American judge (1934–2016)

Marie Louise Garibaldi (November 26, 1934 - January 15, 2016) was a United States Associate Justice of the New Jersey Supreme Court. When appointed by Governor Thomas Kean in 1982, Garibaldi became the first woman to serve on New Jersey's highest court. She retired in 2000.

== Biography ==
Born in Jersey City, New Jersey, Garibaldi was a resident of Weehawken, New Jersey. She attended Stevens Hoboken Academy. A 1956 graduate of Connecticut College, she received her LL.B. from Columbia University in 1959 and her LL.M. in tax law from New York University School of Law in 1963. Garibaldi became a member of the New York bar in 1960 and of the New Jersey bar in 1966. She is also admitted to the bar of the District of Columbia.

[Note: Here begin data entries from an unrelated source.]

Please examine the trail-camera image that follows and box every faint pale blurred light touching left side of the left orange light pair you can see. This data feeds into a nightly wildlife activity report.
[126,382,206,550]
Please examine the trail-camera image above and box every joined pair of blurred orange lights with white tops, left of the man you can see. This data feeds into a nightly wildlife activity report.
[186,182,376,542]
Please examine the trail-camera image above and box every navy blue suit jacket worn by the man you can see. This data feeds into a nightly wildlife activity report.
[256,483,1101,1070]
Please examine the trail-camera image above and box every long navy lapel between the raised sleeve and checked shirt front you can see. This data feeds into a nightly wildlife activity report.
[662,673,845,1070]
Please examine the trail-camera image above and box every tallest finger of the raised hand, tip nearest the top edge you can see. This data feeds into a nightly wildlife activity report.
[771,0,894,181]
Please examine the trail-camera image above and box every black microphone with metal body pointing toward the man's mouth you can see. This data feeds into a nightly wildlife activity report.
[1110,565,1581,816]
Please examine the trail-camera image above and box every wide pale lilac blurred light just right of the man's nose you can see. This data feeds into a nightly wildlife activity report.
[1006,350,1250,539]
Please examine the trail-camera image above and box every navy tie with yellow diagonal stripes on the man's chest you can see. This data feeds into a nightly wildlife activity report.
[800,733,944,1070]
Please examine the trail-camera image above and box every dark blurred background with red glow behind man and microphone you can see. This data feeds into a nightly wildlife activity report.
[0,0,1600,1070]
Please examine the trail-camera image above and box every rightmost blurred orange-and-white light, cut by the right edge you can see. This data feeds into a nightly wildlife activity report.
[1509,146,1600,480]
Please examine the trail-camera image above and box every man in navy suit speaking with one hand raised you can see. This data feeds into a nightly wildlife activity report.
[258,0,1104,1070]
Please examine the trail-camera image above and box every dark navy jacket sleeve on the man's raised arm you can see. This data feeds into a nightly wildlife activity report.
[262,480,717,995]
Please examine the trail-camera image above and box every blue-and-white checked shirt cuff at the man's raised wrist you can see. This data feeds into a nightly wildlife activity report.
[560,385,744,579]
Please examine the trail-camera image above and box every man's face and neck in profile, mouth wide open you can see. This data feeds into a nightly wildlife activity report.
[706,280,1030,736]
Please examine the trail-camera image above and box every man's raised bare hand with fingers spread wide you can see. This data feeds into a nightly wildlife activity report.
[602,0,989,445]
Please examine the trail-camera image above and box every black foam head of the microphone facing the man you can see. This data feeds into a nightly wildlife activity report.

In 1968 and 1969, Garibaldi chaired the Weehawken Charter Commission and was a judge of that town's municipal court from 1973 to 1975.

At the time of her appointment to the Supreme Court, Garibaldi was a partner in the law firm of Riker, Danzig, Scherer, Hyland & Perretti. In addition to being the first woman on the Supreme Court, she also was the first woman to serve as President of the New Jersey State Bar Association.

She authored more than 225 opinions while on the Supreme Court and was known for her advocacy of complementary dispute resolution. Complementary dispute resolution, or CDR, programs allow a case to be resolved without a formal trial. As of 2023, about 98% of civil cases in New Jersey do not go to trial and are resolved through a CDR program instead. Garibaldi chaired the Supreme Court's committee on that subject, and, in 1998, the American Inns of Court Foundation established the Justice Marie L. Garibaldi American Inn of Court for Alternative Dispute Resolution.

Garibaldi also served as a director of the State Chamber of Commerce, New Jersey Bell Telephone Co., and the Washington Savings Bank. She also has been a trustee of St. Peter's College.

In 2010, Garibaldi was one of eight retired New Jersey Supreme Court Justices who issued a joint statement asking Governor Chris Christie to reconsider his decision not to re-appoint then-Justice John Wallace. She died on January 15, 2016, at the age of 82.